Biden Names Acting FLRA General Counsel, Ending Critical Trump Era Vacancy
The agency responsible for administering federal labor law has been without a top lawyer for four years, significantly hamstringing its ability to hear labor-management disputes.
President Biden on Wednesday appointed Charlotte Dye to be the acting general counsel of the Federal Labor Relations Authority, potentially freeing up a logjam of pending disputes between agencies and unions after years of inaction on unfair labor practice complaints.
Dye has served as deputy general counsel of the labor authority since 2019. She previously was the regional director of the agency’s Dallas regional office, until the agency controversially closed both it and the Boston regional office in 2018. She is a career federal employee with nearly 30 years of experience at the FLRA.
At the start of the Trump administration, an acting official served as general counsel until November 2017, but the position has been entirely vacant since then. President Trump nominated Catherine Bird to serve in the role in April 2019, but the Senate declined to act on the pick.
The FLRA general counsel is responsible, in part, for vetting and advancing unfair labor practice complaints after regional offices have determined whether they have merit. As a result, the FLRA has developed a backlog of around 450 pending complaints. Over the course of the Trump administration, unions moved away from the use of unfair labor practice complaints, opting instead to go through the longer and more expensive arbitrated grievance process to bring cases before the FLRA.
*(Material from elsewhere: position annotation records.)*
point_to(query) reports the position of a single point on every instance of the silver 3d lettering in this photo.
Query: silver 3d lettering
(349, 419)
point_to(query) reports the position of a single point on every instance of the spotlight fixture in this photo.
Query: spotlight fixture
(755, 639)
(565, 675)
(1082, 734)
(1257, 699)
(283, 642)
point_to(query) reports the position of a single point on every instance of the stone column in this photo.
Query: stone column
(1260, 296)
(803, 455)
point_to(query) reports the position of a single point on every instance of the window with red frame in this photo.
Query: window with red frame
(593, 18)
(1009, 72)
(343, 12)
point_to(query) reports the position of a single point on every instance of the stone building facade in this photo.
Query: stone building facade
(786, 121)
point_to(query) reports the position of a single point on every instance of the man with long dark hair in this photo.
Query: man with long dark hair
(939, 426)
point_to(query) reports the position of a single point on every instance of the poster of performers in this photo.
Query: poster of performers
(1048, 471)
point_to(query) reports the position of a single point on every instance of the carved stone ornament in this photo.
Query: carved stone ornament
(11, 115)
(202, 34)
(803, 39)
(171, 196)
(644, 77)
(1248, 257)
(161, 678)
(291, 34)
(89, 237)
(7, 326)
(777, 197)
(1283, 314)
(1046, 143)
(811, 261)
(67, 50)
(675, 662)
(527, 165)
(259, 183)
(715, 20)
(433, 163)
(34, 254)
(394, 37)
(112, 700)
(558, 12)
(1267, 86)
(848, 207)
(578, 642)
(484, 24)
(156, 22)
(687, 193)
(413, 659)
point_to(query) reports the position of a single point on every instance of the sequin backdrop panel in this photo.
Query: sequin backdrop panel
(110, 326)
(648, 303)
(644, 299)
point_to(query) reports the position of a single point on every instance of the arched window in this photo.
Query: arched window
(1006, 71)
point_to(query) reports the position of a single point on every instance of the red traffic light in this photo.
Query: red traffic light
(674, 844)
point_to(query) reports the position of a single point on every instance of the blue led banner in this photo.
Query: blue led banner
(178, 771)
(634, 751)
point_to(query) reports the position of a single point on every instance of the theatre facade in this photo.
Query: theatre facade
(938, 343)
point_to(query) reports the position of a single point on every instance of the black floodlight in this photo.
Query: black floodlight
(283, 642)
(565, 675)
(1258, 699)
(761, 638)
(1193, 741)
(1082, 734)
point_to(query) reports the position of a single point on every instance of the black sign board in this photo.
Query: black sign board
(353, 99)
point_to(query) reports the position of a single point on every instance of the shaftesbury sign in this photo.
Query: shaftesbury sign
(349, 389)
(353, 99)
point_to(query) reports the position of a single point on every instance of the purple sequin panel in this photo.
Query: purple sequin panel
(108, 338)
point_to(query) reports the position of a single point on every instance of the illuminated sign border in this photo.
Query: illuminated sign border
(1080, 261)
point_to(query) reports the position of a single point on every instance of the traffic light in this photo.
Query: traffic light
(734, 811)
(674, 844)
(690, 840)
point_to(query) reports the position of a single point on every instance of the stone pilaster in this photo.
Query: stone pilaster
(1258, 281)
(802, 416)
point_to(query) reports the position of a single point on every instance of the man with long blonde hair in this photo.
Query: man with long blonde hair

Federal employee union officials, who suspected that the Trump administration's inaction was an intentional effort to slow down union challenges to agency actions, lauded Biden’s decision to appoint an acting general counsel.
“This appointment is critical to addressing the current backlog of nearly 450 labor-management disputes,” said Everett Kelley, national president of the American Federation of Government Employees. “For more than three years, the FLRA has not been able to issue complaints due to the vacant general counsel position. This has left disputes between workers and management unresolved and allowed the unfair actions to continue.”
National Treasury Employees Union National President Tony Reardon said he was hopeful that Dye would move quickly to begin moving pending cases through the process so that they may be resolved.
“The Federal Labor Relations Authority has been hamstrung for more than three years without a general counsel, so we are pleased the position has been filled in an acting capacity,” he said. “Filling this vacancy will allow the authority to once again issue unfair labor practice complaints or prosecute those complaints before an administrative law judge, as the law requires. The current backlog of pending cases where an FLRA regional office has determined that a complaint has merit can now finally be addressed, which is essential for protecting the rights of federal employees across government.”